Peculiar Statistics of the Forward and Reverse Half-Strands

Frequency switch and the ori location

The figure given below (upper left) reveals a surprising pattern. We have partitioned the E. coli genome into 46 equally sized fragments of approximately 100,000 nucleotides, starting at the experimentally verified terminus of replication, and then computed the frequency of cytosine in each window. The first 23 fragments (starting from ter) represent the reverse half-strand, and the last 23 fragments (starting at ori) represent the forward half-strand (see the figure in the Unidirectionality from DNA polymerase section). Most fragments on the reverse half-strand have a high cytosine frequency (above 25%), whereas most fragments on the forward half-strand have a low cytosine frequency (below 25%). In contrast, as the figure below (upper right) illustrates, most fragments on the reverse half-strand have a low guanine frequency (below 25%), whereas most fragments on the forward half-strand have a high guanine frequency (above 25%).

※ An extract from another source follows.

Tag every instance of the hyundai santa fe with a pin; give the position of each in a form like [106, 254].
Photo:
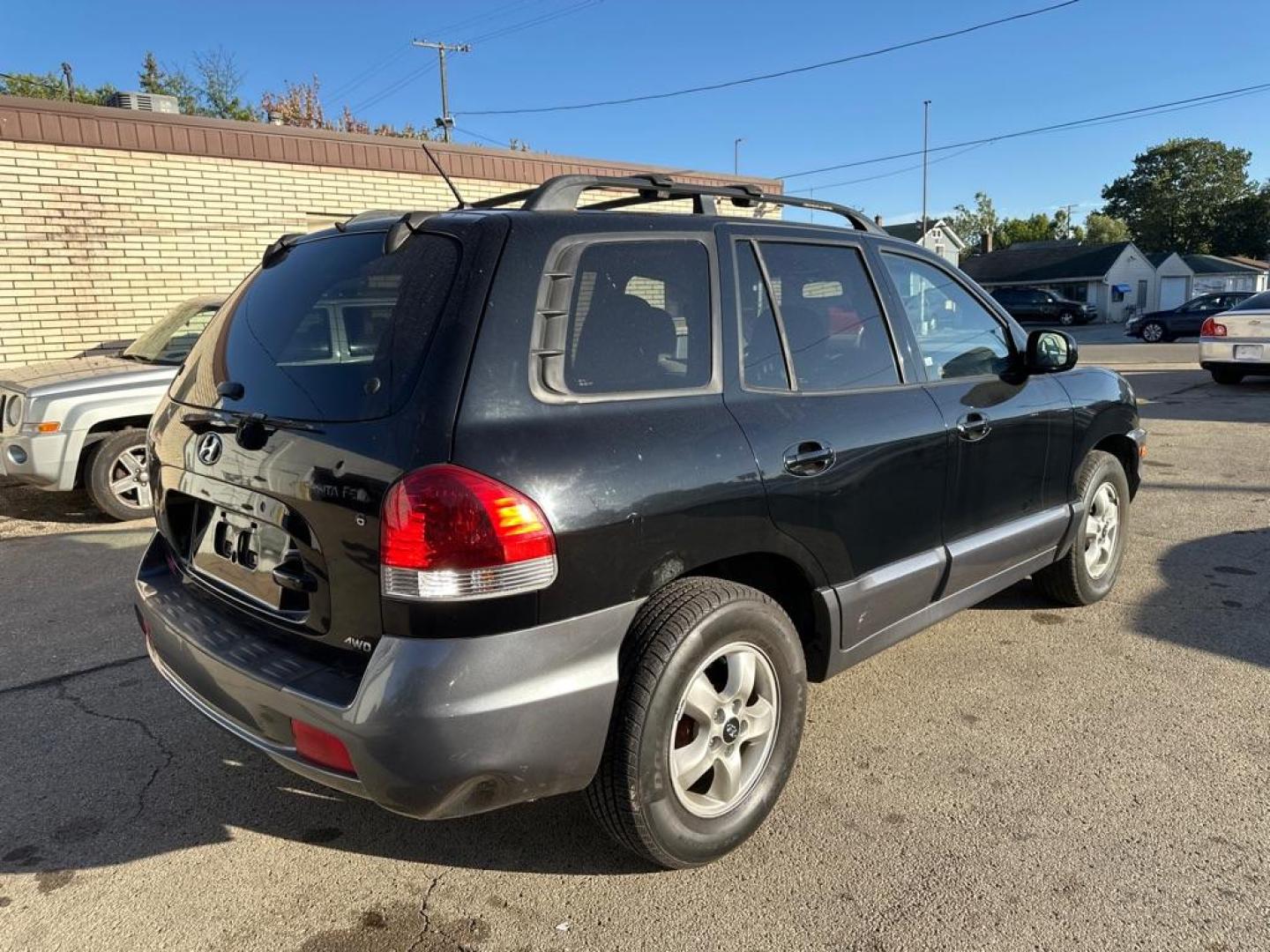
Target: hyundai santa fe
[600, 492]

The figure given below (bottom left) shows the difference in frequencies of G and C in each genome fragment and presents an even more striking visualization of the peculiar statistics of nucleotide frequencies on the reverse and forward half-strands. Even if we assume that we don’t know the location of ori in advance, the pattern still presents itself when starting at an arbitrary position of the E. coli genome (bottom right).

If the pattern that we’ve found in the figure below isn’t a statistical fluke, then we’ve uncovered a hint about how to find ori — we can simply walk along the genome and check where the difference between the frequency of guanine and cytosine switches from negative to positive! But why in the world would such a simple test allow us to find the replication origin of a bacterium?